Probability distribution of patterns and entropy calculation

Question

Probability distribution of patterns and entropy calculation

jameelhassan opened this issue 2 years ago · comments

As per the source code below, to calculate the pattern distribution, it uses possible_words to generate the distribution. Instead, shouldn't we use allowed_words for this, since any of the allowed words can be generating a given pattern.
ie: the function call should be get_pattern_matrix(allowed_words, allowed_words) ??

def get_pattern_distributions(allowed_words, possible_words, weights):
    """
    For each possible guess in allowed_words, this finds the probability
    distribution across all of the 3^5 wordle patterns you could see, assuming
    the possible answers are in possible_words with associated probabilities
    in weights.
    It considers the pattern hash grid between the two lists of words, and uses
    that to bucket together words from possible_words which would produce
    the same pattern, adding together their corresponding probabilities.
    """
    pattern_matrix = get_pattern_matrix(allowed_words, possible_words)
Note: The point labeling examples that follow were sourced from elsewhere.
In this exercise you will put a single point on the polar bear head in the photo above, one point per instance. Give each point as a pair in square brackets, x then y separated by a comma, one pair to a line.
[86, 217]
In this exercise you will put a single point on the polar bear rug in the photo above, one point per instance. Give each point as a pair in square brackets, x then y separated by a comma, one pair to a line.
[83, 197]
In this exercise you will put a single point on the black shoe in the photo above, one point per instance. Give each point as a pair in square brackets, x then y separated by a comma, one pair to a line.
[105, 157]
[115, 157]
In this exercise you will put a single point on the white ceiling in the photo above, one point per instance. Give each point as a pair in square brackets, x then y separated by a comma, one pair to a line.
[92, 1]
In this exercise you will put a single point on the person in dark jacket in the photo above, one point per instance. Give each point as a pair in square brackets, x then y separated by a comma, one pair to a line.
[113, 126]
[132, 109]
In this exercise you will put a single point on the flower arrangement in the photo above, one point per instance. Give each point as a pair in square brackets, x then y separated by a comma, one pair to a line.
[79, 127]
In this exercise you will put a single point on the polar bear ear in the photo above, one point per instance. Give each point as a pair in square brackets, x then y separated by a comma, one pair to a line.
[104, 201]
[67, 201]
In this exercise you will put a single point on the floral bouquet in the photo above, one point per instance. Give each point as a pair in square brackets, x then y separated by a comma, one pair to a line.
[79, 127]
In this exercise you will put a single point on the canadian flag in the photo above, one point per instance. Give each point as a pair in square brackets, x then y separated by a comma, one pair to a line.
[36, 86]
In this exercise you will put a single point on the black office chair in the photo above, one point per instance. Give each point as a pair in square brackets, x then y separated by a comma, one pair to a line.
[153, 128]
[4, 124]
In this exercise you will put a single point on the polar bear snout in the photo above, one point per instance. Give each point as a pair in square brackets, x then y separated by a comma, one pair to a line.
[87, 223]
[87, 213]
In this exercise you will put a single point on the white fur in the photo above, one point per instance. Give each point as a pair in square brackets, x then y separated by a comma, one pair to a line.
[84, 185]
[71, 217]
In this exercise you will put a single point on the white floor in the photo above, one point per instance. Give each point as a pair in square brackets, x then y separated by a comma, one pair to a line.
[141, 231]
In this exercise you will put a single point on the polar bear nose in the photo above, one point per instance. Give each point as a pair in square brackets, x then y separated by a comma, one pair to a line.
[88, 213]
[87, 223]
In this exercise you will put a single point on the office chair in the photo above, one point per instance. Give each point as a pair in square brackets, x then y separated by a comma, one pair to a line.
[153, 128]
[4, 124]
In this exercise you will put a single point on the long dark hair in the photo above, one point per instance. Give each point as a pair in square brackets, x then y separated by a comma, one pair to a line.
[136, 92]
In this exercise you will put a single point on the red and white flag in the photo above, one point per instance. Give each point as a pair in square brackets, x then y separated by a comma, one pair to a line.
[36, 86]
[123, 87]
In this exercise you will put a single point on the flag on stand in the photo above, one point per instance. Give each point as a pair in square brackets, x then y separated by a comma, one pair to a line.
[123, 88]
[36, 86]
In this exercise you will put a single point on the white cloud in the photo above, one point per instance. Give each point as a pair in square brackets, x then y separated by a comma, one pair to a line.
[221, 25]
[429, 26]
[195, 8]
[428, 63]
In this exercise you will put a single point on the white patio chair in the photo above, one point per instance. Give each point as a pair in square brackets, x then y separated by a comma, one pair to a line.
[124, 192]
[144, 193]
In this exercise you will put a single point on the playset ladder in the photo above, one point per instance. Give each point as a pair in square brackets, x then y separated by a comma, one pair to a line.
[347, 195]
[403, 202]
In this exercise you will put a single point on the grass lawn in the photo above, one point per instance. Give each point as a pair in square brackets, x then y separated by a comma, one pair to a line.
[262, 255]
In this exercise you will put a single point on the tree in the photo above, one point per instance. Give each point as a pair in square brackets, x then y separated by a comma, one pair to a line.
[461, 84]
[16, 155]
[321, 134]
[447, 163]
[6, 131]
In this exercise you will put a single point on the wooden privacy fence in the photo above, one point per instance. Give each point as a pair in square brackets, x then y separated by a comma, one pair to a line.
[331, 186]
Jameel Hassan · Answer 1 · Thu Jul 21 2022 01:56:50 GMT+0800 (China Standard Time)

Got this sorted. The codebase as it is, is correct

Lets say I choose the word CRANE.
In order to get all greys, it means that the ANSWER shud not have any of the letters in “crane”. So the probability of getting all greys is the number of ANSWER WORDS without any of the letters in “crane” divided by the total number of words in the answer list.